A first enterprise customer asks for "your SOC 2." A second asks for "ISO 27001 certification." A third asks for "a security audit." The procurement team forwards all three to the head of IT, who calls a consultant, who quotes for both. The bill arrives. Nobody is quite sure what was bought.
ISO 27001 and SOC 2 do similar work in different ways. Most businesses need one, not both. Choosing the right one upfront saves time, money, and the embarrassment of finding out your big enterprise client really wanted the other.
ISO 27001: a management system
ISO 27001 is an international standard. It certifies that you operate an Information Security Management System (ISMS) covering policies, risk treatment, controls, and continuous improvement. An accredited auditor reviews the system every year, with a full recertification every three years.
It is recognised globally. European, UK, Asian, and African enterprises tend to ask for it first. Nigerian regulators recognise it under the NDPR/NDPA framework as evidence of organisational security maturity.
SOC 2: an attestation report
SOC 2 is not a certification, it is an attestation report issued by a licensed CPA firm. It evaluates your controls against five Trust Service Criteria: security, availability, processing integrity, confidentiality, and privacy. Most companies start with security only (this is called SOC 2 Type 1 or Type 2).
SOC 2 is the de facto US standard. North American enterprises, especially in SaaS, fintech, and healthcare, ask for it almost universally.
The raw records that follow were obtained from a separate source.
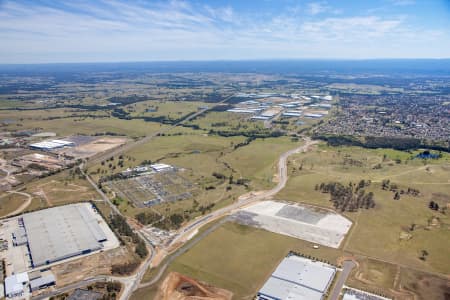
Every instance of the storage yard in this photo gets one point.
(298, 278)
(78, 146)
(313, 225)
(271, 106)
(146, 186)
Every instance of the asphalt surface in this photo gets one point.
(347, 267)
(131, 283)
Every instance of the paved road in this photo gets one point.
(131, 283)
(188, 229)
(245, 200)
(180, 251)
(347, 267)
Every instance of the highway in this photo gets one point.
(189, 229)
(131, 283)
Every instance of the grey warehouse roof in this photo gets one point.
(298, 278)
(62, 232)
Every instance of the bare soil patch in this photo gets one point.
(179, 287)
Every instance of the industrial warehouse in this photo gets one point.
(39, 240)
(61, 232)
(298, 278)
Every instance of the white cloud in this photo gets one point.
(119, 30)
(315, 8)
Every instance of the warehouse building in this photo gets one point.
(62, 232)
(298, 278)
(15, 285)
(51, 145)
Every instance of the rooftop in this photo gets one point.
(62, 232)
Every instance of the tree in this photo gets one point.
(424, 255)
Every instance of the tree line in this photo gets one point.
(348, 198)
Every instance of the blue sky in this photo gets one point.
(115, 30)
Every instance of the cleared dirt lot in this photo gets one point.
(179, 287)
(88, 148)
(302, 222)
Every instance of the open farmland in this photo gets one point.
(237, 249)
(386, 231)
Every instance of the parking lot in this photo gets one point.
(302, 222)
(150, 189)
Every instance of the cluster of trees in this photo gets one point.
(433, 205)
(240, 181)
(146, 218)
(348, 198)
(373, 142)
(352, 162)
(120, 225)
(387, 185)
(263, 133)
(244, 143)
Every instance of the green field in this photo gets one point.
(240, 258)
(376, 232)
(10, 202)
The output is a detailed report, not a certificate.
When to choose ISO 27001
- Your customers are based in Europe, UK, Africa, or Asia.
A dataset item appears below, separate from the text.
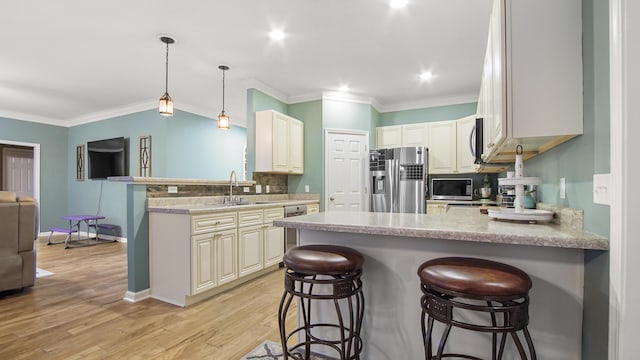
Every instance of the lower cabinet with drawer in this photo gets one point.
(195, 257)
- You operate in a regulated sector and need to show structured risk management.
- You are pursuing public sector contracts in Nigeria, the UK, or Europe.
- You want a single, externally validated framework you can hold for years.
When to choose SOC 2
- Your customers are SaaS, fintech, or US-based enterprises.
- You are selling B2B software that handles customer data.
- A specific deal is gated on a SOC 2 report.
- You want a detailed report buyers can examine, not just a certificate.
The real cost
For a Nigerian SME, expect a first-time ISO 27001 certification to run between ₦12M and ₦25M including readiness, internal preparation, and the accredited audit, and 9 to 14 months to achieve. SOC 2 Type 2 typically runs ₦15M to ₦30M and 6 to 12 months. These are not light commitments. Treat them as a one-year programme, not a quarterly project.
The lazy answer is usually wrong
When in doubt, businesses sometimes pursue both "to cover all bases." Do not. The overlap is real but the duplication of effort, documentation, and audit cost is significant. Pick the one that matches your customer base. If a single deal demands the other, run a targeted readiness project for that customer, not a full second certification. You can always add the other later when there is a clear pattern of demand.